矢があろうところはまるでレーザー砲の様に淡い黄色に光っている。なにやらやばそうな雰囲気を放って……あ、発射した。

手が少しだけ動き光が弓から消える。少し遅れて空気を切り裂く音が聞こえた。

直ぐに飛ばされた矢を目で追う。

真上に打ち上げられたそれは数秒ほど飛び続けた後に…

 

 

「まずい!」

戦場を俯瞰しようと飛び上がった直後の私達はそのまま駆け出している人間達の中に潜り込んだ。

 

 

 

 

直後、物凄い閃光と轟音が辺りに響く。聴力が失われ無音状態になる。

少し遅れて地上でいくつもの爆発が起こる。当然私達の近くにも数発落っこちたみたいだ。

 

爆風で体が煽られ、近くにいた人間がそれに煽られて血を撒き散らしながら空高く舞い上がった。

 

爆音が止んだので頭をあげる。

 

すごい穴ぼこだらけな上さっきまでいた月の兵の半数の姿が見当たらない。戦車も二台程破壊されたのか。黒煙を吹き上げて活動を停止している。

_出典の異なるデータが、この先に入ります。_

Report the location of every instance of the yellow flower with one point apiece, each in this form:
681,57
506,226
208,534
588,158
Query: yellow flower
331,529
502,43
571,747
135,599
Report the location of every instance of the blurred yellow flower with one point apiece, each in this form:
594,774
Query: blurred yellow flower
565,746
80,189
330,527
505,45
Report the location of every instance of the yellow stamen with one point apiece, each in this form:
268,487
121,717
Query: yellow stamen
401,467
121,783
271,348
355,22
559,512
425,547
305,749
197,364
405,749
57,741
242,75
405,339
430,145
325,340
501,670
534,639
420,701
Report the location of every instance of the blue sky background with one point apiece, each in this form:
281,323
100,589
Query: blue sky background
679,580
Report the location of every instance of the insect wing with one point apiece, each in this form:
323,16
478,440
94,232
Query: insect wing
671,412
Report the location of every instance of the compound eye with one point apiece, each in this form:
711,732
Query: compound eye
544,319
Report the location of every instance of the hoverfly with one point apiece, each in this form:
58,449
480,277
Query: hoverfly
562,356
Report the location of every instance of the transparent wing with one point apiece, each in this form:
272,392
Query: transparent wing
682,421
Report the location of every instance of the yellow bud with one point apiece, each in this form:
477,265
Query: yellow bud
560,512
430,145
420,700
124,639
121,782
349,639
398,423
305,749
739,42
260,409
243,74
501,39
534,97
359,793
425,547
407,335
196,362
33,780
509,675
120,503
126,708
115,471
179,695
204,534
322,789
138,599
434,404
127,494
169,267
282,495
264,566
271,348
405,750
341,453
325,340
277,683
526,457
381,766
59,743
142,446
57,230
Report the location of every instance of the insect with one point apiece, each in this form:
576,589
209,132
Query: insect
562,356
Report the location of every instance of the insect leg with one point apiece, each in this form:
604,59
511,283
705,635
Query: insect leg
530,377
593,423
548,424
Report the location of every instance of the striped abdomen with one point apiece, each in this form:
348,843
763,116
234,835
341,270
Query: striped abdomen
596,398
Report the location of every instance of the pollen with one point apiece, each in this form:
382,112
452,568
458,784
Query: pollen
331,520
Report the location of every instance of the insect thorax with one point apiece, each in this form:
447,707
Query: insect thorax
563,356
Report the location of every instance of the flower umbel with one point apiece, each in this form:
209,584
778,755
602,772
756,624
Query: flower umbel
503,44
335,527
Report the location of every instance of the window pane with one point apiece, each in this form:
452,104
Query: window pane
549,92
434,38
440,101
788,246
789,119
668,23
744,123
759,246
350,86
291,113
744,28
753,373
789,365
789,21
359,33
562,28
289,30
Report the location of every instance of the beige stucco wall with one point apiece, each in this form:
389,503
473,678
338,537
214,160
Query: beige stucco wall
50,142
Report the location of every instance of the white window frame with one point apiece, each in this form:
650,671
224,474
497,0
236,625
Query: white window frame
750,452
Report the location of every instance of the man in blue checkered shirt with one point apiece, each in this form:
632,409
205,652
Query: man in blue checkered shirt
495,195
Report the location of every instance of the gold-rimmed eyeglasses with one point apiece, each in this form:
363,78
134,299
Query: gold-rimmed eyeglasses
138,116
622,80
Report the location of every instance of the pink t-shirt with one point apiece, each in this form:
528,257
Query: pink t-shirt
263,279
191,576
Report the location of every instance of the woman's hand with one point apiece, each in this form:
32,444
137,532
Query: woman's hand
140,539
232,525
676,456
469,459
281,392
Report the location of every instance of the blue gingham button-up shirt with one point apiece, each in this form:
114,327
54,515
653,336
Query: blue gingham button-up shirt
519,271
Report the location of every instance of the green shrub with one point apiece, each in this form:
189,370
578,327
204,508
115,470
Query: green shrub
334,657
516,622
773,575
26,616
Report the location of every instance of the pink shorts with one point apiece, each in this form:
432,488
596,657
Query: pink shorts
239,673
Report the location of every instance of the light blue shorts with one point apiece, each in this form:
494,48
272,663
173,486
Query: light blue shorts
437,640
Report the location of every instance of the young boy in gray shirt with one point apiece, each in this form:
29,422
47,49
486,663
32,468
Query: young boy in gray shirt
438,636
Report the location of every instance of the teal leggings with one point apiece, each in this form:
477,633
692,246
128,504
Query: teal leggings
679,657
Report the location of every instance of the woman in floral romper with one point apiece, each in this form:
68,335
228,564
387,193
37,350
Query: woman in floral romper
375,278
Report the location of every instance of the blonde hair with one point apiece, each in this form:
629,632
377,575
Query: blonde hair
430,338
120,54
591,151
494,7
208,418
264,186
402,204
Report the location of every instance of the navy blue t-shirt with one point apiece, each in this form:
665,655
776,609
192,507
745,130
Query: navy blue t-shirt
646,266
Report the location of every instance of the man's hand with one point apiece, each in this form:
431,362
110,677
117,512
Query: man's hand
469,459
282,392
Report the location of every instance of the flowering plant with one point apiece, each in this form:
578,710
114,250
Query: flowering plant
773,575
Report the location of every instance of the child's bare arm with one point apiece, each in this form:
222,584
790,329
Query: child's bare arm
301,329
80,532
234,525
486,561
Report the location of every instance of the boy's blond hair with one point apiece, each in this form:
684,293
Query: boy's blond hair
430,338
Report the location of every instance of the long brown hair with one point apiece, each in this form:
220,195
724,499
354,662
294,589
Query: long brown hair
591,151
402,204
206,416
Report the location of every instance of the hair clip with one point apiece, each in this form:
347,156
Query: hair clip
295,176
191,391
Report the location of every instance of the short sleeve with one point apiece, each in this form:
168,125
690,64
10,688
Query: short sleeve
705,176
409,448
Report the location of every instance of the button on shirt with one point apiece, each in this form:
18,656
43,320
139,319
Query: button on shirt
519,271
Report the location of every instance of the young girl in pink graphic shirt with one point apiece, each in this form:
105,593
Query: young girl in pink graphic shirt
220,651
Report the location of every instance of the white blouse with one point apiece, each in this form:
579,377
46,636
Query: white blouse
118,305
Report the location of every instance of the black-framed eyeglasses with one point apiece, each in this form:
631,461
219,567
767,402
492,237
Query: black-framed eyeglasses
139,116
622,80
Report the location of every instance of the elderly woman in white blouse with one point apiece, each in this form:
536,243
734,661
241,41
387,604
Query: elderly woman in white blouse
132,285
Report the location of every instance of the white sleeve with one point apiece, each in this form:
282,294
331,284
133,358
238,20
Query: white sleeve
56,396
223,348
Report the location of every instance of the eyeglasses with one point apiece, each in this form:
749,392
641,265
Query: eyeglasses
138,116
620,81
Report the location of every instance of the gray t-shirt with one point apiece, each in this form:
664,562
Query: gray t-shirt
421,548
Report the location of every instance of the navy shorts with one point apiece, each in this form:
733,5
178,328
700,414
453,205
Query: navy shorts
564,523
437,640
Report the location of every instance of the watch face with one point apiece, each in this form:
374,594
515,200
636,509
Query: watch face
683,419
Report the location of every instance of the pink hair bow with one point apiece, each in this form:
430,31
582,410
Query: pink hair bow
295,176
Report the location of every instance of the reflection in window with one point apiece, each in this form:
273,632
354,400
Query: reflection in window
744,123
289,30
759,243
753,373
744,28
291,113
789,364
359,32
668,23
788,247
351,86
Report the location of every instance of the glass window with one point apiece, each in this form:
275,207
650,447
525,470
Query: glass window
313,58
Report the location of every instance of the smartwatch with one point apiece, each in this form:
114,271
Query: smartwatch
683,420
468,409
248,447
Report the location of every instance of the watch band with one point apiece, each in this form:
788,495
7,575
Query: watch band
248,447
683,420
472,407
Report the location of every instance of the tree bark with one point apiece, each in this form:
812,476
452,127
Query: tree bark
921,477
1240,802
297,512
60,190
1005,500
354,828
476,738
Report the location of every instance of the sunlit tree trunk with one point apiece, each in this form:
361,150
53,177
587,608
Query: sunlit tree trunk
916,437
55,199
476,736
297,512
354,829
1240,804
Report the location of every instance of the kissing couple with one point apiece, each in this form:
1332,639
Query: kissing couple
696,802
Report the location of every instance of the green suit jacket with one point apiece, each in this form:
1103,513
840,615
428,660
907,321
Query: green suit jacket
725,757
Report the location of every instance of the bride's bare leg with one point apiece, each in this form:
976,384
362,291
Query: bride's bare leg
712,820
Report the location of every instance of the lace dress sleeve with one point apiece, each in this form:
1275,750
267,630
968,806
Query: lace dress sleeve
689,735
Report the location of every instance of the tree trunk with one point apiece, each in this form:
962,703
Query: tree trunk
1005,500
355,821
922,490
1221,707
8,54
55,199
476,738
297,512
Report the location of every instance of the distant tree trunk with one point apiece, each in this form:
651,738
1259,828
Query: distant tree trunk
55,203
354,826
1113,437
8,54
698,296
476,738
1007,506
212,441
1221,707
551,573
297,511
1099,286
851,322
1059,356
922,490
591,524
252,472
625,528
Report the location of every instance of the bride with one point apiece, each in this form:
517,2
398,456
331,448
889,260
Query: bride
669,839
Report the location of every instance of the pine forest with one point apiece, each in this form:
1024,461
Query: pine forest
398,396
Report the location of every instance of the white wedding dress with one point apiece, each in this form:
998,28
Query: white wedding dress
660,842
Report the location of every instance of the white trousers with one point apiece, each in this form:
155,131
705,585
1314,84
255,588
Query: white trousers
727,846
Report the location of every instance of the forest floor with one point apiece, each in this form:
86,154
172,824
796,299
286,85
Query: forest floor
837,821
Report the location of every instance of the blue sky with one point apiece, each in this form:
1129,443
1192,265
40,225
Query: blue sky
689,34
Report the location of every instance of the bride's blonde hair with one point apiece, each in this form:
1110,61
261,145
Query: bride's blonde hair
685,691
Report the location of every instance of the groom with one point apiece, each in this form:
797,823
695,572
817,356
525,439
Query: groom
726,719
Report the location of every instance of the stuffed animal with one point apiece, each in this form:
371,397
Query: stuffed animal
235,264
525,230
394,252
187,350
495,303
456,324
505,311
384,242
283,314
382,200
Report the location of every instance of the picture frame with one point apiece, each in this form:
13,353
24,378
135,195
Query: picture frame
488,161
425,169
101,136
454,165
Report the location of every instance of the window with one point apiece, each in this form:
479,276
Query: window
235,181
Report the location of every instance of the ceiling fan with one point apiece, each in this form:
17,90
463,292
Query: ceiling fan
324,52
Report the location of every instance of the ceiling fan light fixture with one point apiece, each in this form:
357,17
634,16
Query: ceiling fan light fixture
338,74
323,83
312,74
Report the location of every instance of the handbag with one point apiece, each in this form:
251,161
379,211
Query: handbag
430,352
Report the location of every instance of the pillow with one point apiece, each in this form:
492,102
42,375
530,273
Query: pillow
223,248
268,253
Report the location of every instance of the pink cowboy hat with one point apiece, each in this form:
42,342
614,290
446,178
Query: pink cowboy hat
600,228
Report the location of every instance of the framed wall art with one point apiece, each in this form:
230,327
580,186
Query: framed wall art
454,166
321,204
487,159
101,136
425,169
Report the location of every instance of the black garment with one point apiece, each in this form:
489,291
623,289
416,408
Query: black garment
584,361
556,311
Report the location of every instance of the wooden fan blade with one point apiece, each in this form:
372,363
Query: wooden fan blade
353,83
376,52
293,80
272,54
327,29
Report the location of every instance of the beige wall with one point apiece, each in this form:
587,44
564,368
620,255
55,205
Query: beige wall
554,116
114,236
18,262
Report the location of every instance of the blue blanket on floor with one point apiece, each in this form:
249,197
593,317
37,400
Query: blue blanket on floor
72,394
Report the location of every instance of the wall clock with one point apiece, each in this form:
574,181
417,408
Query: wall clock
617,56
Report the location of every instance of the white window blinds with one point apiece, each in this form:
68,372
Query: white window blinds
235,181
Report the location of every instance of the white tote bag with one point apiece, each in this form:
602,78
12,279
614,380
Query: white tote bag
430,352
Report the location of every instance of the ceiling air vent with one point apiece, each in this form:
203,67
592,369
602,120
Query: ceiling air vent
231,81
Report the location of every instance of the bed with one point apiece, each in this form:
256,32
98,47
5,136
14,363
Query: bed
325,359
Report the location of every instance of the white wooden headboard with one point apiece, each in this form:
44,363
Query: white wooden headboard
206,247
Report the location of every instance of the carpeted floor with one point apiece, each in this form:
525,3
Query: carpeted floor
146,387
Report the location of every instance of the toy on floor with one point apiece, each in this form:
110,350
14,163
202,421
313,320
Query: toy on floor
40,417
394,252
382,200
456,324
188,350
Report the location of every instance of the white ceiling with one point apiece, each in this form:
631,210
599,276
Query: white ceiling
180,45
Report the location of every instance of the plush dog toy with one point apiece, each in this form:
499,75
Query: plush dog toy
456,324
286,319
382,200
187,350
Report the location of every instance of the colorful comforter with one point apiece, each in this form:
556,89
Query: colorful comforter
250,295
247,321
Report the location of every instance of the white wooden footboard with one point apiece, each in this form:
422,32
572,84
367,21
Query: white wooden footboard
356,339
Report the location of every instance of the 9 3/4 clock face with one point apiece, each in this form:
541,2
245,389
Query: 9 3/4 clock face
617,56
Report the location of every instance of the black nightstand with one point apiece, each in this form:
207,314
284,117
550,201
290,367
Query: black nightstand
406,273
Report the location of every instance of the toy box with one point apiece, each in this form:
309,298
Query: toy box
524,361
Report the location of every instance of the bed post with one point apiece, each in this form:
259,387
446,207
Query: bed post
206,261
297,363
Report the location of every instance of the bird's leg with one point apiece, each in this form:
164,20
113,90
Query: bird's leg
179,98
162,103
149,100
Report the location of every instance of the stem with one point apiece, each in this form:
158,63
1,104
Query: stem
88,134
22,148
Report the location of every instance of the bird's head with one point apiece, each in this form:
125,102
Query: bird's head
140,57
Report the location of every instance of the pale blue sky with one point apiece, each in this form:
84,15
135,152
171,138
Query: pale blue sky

それよりも巻き込まれた人間や妖怪もそれの倍以上が転がっていた。

 

 見渡すと輝夜は女性と共に森に逃げ込んでいた。当然のように追撃の部隊がそれを追いかけて森に入った。当初の計画通りだ。

 

「追いかけますよ」

 

「ああ、そうだね」

 

輝夜を追って森に入り直前後ろを一瞬だけ振り返ると、残っている月の民が懸命に妖怪や人間を迎撃していた。